Poster Presentation 27th Annual Lorne Proteomics Symposium 2022

Mapping the Dynamic Glycome of Resting and Thrombin-Activated Platelets (#110)

The Huong Chau 1 , Sayantani Chatterjee 1 , Callum B. Houlahan 2 , Freda H. Passam 2 3 4 , Rebeca Kawahara 1 , Dianne E. van der Wal 5 , Mark Larance 6 , Morten Thaysen-Andersen 1
  1. Department of Molecular Sciences, Faculty of Science and Engineering, Macquarie University, Sydney, New South Wales, Australia
  2. Faculty of Medicine and Health, University of Sydney, Sydney, New South Wales, Australia
  3. Royal Prince Alfred Hospital, Sydney, New South Wales, Australia
  4. Heart Research Institute, Sydney, New South Wales, Australia
  5. Australian Red Cross Lifeblood, Sydney, New South Wales, Australia
  6. Charles Perkins Centre, School of Life and Environmental Sciences, Faculty of Science, University of Sydney, Sydney, New South Wales, Australia

Introduction

Platelets play central roles in the vascular and immune systems, including in haemostasis, thrombosis, inflammation, host defence, and carcinogenesis. Tissue injury promptly activates resting platelets, triggering profound morphological changes and granule exocytosis resulting in the release of granular proteins (releasate) that mediate injury-related response processes. Whilst previous studies have documented the importance of protein glycosylation in platelet biology, the platelet glycome remains poorly defined. This study uses quantitative glycomics to map the dynamic and heterogeneous N-glycome of the resting and thrombin-activated platelet releasate.

Methods

Primary platelets were isolated from blood of healthy donors. Platelets were left unstimulated (n=10) or were either partially (n=6) or fully (n=5) activated with α-thrombin, a potent platelet agonist. Thrombin-mediated platelet activation was documented using PAC-1- and CD62P-centric flow cytometry. Proteins released from the platelets (releasate) were collected and separated from the intracellular proteins (lysate).
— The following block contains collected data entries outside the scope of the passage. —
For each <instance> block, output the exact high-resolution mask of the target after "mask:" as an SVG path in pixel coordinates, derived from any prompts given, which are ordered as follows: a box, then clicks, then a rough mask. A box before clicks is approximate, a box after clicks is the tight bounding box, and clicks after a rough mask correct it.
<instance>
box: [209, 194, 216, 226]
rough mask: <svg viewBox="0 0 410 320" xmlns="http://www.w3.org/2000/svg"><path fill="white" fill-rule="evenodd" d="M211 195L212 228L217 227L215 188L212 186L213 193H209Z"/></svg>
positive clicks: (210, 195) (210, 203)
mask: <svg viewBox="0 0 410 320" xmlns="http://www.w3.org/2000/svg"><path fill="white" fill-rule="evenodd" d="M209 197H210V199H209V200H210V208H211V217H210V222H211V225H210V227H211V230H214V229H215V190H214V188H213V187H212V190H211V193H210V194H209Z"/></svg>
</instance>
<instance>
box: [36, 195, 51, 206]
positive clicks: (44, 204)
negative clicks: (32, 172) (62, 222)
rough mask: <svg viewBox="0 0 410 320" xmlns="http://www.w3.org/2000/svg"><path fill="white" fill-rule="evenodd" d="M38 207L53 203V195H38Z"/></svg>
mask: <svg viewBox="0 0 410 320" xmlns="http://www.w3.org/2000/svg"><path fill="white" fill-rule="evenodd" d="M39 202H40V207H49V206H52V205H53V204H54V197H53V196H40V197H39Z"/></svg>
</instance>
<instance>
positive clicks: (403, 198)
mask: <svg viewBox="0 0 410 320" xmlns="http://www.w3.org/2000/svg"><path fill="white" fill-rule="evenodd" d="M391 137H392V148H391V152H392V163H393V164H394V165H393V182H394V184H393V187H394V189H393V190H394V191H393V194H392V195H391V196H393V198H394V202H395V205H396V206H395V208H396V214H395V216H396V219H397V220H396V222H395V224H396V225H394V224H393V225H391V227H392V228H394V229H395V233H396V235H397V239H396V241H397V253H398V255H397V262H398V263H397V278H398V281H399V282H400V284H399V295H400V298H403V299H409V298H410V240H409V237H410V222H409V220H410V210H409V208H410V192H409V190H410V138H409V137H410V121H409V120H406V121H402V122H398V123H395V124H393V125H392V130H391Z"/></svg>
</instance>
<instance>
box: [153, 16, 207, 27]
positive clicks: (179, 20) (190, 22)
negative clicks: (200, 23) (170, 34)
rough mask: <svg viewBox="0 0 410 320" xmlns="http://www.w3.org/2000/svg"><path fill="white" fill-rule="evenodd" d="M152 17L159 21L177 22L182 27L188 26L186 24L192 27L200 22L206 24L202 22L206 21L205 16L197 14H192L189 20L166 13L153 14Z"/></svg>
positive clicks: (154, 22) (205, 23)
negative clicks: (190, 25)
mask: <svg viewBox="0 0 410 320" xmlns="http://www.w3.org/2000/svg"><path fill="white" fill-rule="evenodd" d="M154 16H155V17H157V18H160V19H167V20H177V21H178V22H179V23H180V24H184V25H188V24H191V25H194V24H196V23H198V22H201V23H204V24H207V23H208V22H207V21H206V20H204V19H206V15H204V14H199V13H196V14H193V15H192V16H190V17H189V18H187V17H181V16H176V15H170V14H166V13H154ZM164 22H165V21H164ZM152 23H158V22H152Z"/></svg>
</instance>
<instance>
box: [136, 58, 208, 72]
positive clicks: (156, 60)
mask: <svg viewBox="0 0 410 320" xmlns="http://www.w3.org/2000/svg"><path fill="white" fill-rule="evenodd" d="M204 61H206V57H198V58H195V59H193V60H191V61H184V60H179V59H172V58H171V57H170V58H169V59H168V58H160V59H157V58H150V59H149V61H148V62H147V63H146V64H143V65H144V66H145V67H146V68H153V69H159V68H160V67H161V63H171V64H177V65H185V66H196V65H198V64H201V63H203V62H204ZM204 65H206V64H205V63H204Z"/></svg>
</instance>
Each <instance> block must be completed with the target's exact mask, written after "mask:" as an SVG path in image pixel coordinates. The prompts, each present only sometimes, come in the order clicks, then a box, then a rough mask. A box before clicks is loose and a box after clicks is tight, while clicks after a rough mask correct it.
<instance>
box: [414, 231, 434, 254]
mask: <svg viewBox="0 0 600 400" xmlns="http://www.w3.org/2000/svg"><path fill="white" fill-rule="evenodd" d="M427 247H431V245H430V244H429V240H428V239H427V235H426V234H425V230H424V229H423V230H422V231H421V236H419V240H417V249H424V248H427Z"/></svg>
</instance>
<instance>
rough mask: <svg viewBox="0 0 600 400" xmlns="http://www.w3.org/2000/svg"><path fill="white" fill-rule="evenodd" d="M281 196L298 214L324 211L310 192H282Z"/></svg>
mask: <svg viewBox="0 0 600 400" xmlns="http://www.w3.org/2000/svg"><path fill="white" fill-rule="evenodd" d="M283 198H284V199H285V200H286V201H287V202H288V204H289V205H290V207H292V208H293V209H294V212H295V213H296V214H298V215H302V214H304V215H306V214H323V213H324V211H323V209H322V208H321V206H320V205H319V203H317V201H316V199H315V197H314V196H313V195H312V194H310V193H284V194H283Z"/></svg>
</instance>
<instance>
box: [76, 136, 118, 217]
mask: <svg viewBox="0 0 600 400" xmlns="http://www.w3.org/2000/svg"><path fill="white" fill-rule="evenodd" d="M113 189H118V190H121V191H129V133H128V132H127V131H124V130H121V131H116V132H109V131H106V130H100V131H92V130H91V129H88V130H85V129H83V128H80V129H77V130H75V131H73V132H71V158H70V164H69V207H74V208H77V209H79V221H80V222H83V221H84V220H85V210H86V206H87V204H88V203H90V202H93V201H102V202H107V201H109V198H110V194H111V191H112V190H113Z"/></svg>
The glycosylation of the platelet releasate was mapped and compared using quantitative PGC-LC-MS/MS-based glycomics.

Results

In total, 40 N-glycan isomers spanning 28 glycan compositions were identified in the platelet releasate fractions that were consistently rich in sialylated (>90%) and core fucosylated (>50%) complex-type N-glycans across all samples. Oligomannose, paucimannose, and bisecting GlcNAcylation were detected in lower abundance. Excitingly, a thrombin dose-dependent elevation of sialylated and fucosylated complex-type N-glycans displaying a higher degree of branching and an overall higher protein occupancy as well as a concomitant reduction in bisecting GlcNAcylation were observed under activated conditions. Interestingly, the N-glycome remodelling of the releasate from the activated platelets was found to accurately reflect the glycosylation of proteins residing in the platelet α-granules suggesting that these compartments are readily degranulated upon thrombin activation.

Conclusions

This is the first unbiased high-definition map of the dynamic N-glycome of the platelet releasate. Our glycome map represents a useful resource for future studies of platelet glycobiology.